Re: [ovs-dev] [v2 v2 0/6] MFEX Infrastructure + Optimizations

Van Haaren, Harry Wed, 02 Jun 2021 13:55:59 -0700

Hi Jean,

Thanks for the good news – indeed great that you have reproduced the 
performance benefits!


1.20x is a good result, and in-line with expectations for the 1st Generation 
Xeon/Skylake CPUs being tested.
For 3rd generation Xeon/Icelake CPUs there is some additional benefits due to 
AVX512-VBMI ISA availability,
which will be used automatically when the MFEX "study" command is run.

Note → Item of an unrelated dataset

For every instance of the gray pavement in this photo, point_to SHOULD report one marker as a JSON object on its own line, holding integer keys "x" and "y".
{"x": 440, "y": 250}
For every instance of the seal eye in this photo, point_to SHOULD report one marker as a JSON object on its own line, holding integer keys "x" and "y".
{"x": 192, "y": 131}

Thanks again for your help & performance testing here. Regards, -Harry


From: Jean Hsiao <[email protected]>
Sent: Tuesday, June 1, 2021 7:06 PM
To: Van Haaren, Harry <[email protected]>; Timothy Redaelli 
<[email protected]>; Amber, Kumar <[email protected]>; 
[email protected]; Jean Hsiao <[email protected]>
Cc: [email protected]; [email protected]; Stokes, Ian <[email protected]>; 
Christian Trautman <[email protected]>; Ferriter, Cian 
<[email protected]>
Subject: Re: [ovs-dev] [v2 v2 0/6] MFEX Infrastructure + Optimizations


Hi Harry,

Great News --- got performance improvement!

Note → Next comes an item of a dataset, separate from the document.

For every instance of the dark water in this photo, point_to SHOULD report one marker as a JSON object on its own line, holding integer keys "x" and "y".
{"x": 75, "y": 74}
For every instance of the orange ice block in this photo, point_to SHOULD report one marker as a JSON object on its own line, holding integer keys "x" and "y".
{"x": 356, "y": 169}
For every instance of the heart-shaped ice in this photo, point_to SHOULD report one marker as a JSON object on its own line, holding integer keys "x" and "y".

With Tim' new build last Friday, I have got new set of performance numbers. Got 
about 20% performance improvement with all three enhancements included --- 
whether it is 0.1% loss limit or 0.002% loss limit. Got no improvement if only 
the  first two enhancements were included.

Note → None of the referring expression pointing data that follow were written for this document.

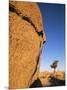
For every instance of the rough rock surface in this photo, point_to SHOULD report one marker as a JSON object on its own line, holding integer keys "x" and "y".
{"x": 26, "y": 39}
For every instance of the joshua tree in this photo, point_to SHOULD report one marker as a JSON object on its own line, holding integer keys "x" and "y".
{"x": 54, "y": 65}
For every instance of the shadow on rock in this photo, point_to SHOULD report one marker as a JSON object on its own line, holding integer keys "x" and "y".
{"x": 36, "y": 83}
{"x": 56, "y": 82}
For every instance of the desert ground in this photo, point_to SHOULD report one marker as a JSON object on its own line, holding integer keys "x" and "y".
{"x": 52, "y": 79}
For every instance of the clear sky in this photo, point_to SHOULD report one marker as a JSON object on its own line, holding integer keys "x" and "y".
{"x": 54, "y": 26}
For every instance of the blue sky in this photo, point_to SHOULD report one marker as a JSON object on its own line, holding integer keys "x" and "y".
{"x": 53, "y": 16}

The summary report is attached right below. Please review, and let me know if 
the current performance meets your expectation.

Thanks!

Jean

=====================================

OVS RPMS=openvswitch2.15-2.15.0-23.el8fdp.x86_64, 
openvswitch2.15-debuginfo-2.15.0-23.el8fdp.x86_64

EMC Off

Trex binary search for next two tests --- 64 bytes, 0.1% loss limit, 1024 
flows, 60 secs trial/600 secs validation

Test case #1

  *   default --- not including any of the tree enhancements
  *   Mpps=12.4 Mpps (100%)

Test case #2

  *   Including all three enhancements --- ovs-appctl 
dpif-netdev/subtable-lookup-prio-set avx512_gather 3; ovs-appctl 
dpif-netdev/dpif-set dpif_avx512 ; ovs-appctl dpif-netdev/miniflow-esparser-set 
study
  *   Mpps=14.9 Mpps (120.1%)

Trex binary search for next two tests --- 64 bytes, 0.002% loss limit, 1024 
flows, 60 secs trial/600 secs validation

Test case #1

  *   default --- not including any of the tree enhancements
  *   Mpps=12.1 Mpps (100%)

Test case #2

  *   Including all three enhancements --- ovs-appctl 
dpif-netdev/subtable-lookup-prio-set avx512_gather 3; ovs-appctl 
dpif-netdev/dpif-set dpif_avx512 ; ovs-appctl dpif-netdev/miniflow-parser-set 
study
  *   Mpps=14.6 Mpps (120.6%)

NOTE: There is no performance gain if only the first two enhancements are 
included.

Bonus run with latest openvswitch2.15 fdp--- openvswitch2.15-2.15.0-23.el8fdp

  *   0.1% loss limit
  *   10.1 Mpps


On 5/27/21 10:12 AM, Van Haaren, Harry wrote:
(Sorry for top posting – HTML/email-client disagree with inline answers below 
:/ )

Hi Jean,

Yes I expect drops of 0.002% to be enough tolerance. (If the performance does 
not improve to Scalar (or higher) please try a much higher value like 0.1%.)

Regards, -Harry


From: Jean Hsiao <[email protected]><mailto:[email protected]>
Sent: Thursday, May 27, 2021 3:06 PM
To: Van Haaren, Harry 
<[email protected]><mailto:[email protected]>; Timothy 
Redaelli <[email protected]><mailto:[email protected]>; Amber, Kumar 
<[email protected]><mailto:[email protected]>; 
[email protected]<mailto:[email protected]>; Jean Hsiao 
<[email protected]><mailto:[email protected]>
Cc: [email protected]<mailto:[email protected]>; 
[email protected]<mailto:[email protected]>; Stokes, Ian 
<[email protected]><mailto:[email protected]>; Christian Trautman 
<[email protected]><mailto:[email protected]>; Ferriter, Cian 
<[email protected]><mailto:[email protected]>
Subject: Re: [ovs-dev] [v2 v2 0/6] MFEX Infrastructure + Optimizations



On 5/26/21 4:52 PM, Van Haaren, Harry wrote:
Hi Jean,

Thanks for the very detailed info, this was very useful in identifying the 
differences between the test setup that we have been running and what your 
configuration is.
The issue being observed by your testing is due to multiple root-causes; hence 
this has taken some time to identify, apologies for the delay in response!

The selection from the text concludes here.